Poetry. Jehanne Dubrow's book THE HARDSHIP POST was selected by Peter Pereira as the winner of the Three Candles Press First Book Award. It is a haunting and unflinching look at what it means to be a contemporary Jewish woman. Whether a series of portraits about diners, delis and bakeries, ruminations on Jewish holidays, or the devastating and lasting effects of the Holocaust, Dubrow writes with musical and measured lines. Beginning with fairy tales that inform later poems, she cautions that the world can be "a briar patch of thorns / and poisoned fruit, ovens / that open into fire." It is also a book that delights in language, in wonder, and shows that among the horrors we have wrought on each other, there is also love, also beauty, also compassion.
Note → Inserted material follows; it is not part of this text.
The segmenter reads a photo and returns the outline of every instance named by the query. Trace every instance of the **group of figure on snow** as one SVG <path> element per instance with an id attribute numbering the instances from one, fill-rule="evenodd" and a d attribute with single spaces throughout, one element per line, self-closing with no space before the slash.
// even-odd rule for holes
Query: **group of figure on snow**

Jehanne Dubrow is the author of three poetry collections, most recently Stateside (Northwestern University Press 2010), which describes her experiences as a "milspouse." Her first book, The Hardship Post (2009), won the Three Candles Press Open Book Award, and her second collection From the Fever-World, won the Washington Writers' Publishing House Poetry Competition (2009). Finishing Line Press published her chapbook, The Promised Bride, in 2007.
Her poetry, creative nonfiction, and book reviews have appeared in journals such as The New Republic, Poetry, Ploughshares, The Hudson Review, The New England Review, Barrow Street, Gulf Coast, Blackbird, Shenandoah, Prairie Schooner, and on Poetry Daily and Verse Daily.
She is married to an officer in the U.S. Navy and currently lives on the Eastern Shore of Maryland, where she is an assistant professor in creative writing and literature at Washington College.